How to Use This Calculator
Enter four inputs and the calculator handles the rest. Results update instantly as you type.
Pull current market data (optional)
Type a ticker like AAPL and click Get Price. The calculator fills in the current stock price, dividend yield, and the risk-free rate from the 13-week T-bill, then loads the option chain so you can pick actual strikes and premiums.
Set up your poor man’s covered call legs
The poor man’s covered call legs are preloaded for you. Pick each strike, expiration, and premium straight from the option chain, or type your own numbers. The calculator works out implied volatility from the premium you enter, and you can still edit it.
Calculate and read the results
Click Calculate P&L to see max profit, max loss, breakeven, return on risk, and probability of profit, plus position Greeks: delta, gamma, theta, vega, and rho.
Stress test before you trade
Drag the view-date slider to see your P&L curve on any day before expiration, shift implied volatility up or down 50 points, and scan the price-by-date P&L table to see how the trade behaves across scenarios.
This poor man’s covered call calculator prices each leg with your choice of an American-style binomial model (the default for US equity options) or European Black-Scholes-Merton, and accounts for dividend yield. You can set a per-contract commission, copy a shareable link to your exact setup, download the chart as a PNG, and switch to dark mode.

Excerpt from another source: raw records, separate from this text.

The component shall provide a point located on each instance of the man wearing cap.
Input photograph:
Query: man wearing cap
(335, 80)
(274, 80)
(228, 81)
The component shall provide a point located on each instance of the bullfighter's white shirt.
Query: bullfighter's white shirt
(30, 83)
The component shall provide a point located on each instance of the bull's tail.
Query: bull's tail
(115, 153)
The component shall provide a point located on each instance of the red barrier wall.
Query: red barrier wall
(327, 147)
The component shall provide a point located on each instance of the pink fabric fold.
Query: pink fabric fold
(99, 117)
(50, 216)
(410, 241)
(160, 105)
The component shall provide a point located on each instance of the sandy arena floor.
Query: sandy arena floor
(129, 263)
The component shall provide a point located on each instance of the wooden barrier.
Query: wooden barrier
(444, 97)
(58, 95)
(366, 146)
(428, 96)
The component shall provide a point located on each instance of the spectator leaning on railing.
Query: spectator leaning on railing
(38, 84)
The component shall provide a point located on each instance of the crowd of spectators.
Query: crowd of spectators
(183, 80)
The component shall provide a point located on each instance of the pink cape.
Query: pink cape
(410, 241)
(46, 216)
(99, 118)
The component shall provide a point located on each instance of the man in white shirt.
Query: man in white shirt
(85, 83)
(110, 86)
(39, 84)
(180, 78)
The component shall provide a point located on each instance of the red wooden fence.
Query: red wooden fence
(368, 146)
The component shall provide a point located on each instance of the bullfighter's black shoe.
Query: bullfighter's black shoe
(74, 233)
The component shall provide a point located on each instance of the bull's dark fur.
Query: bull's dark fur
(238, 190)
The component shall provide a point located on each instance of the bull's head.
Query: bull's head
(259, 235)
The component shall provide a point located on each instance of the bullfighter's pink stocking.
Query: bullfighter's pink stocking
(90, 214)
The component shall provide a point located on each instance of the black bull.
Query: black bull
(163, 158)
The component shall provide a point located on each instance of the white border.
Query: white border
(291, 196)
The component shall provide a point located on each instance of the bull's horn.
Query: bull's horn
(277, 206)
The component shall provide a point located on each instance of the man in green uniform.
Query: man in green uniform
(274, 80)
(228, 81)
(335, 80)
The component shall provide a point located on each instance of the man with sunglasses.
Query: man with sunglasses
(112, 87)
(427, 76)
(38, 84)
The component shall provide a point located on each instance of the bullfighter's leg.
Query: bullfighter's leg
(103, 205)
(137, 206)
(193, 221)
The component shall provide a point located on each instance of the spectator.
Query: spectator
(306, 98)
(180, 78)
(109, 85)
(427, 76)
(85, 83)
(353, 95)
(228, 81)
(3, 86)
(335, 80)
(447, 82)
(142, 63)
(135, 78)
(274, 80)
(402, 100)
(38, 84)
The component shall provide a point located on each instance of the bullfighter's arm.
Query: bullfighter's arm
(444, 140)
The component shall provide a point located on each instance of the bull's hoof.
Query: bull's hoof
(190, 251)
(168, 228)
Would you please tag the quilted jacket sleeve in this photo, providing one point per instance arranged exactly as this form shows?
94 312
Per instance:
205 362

Understanding the Poor Man’s Covered Call
Key numbers every PMCC trader needs to know before entering the position.
The poor man’s covered call works by using a deep in-the-money LEAPS call as a low-cost substitute for 100 shares of stock. Because the LEAPS has a high delta (typically 0.80 or above), it moves nearly in lockstep with the underlying while costing a fraction of what 100 shares would. You then sell a short-term out-of-the-money call against the LEAPS, collecting premium that reduces your net debit each cycle.
The strategy works best in a moderately bullish environment. You want the stock to drift higher slowly, allowing the short call to expire worthless each cycle so you can sell another one. If the stock surges past your short call strike, your upside is capped at the spread width minus net debit, but you still profit. If the stock drops significantly, your loss is limited to the original net debit, unlike a traditional covered call where losses grow with every dollar the stock falls below your effective cost basis.
A key rule of thumb for PMCCs: make sure the width between your two strikes (the spread width) is greater than your net debit. If the spread width is less than the net debit, max profit is negative and the trade is not worth entering.
PMCC Example Trade
XYZ is trading at $100. You buy a 12-month $80 LEAPS call for $25.00 and sell a 30-day $105 call for $2.50.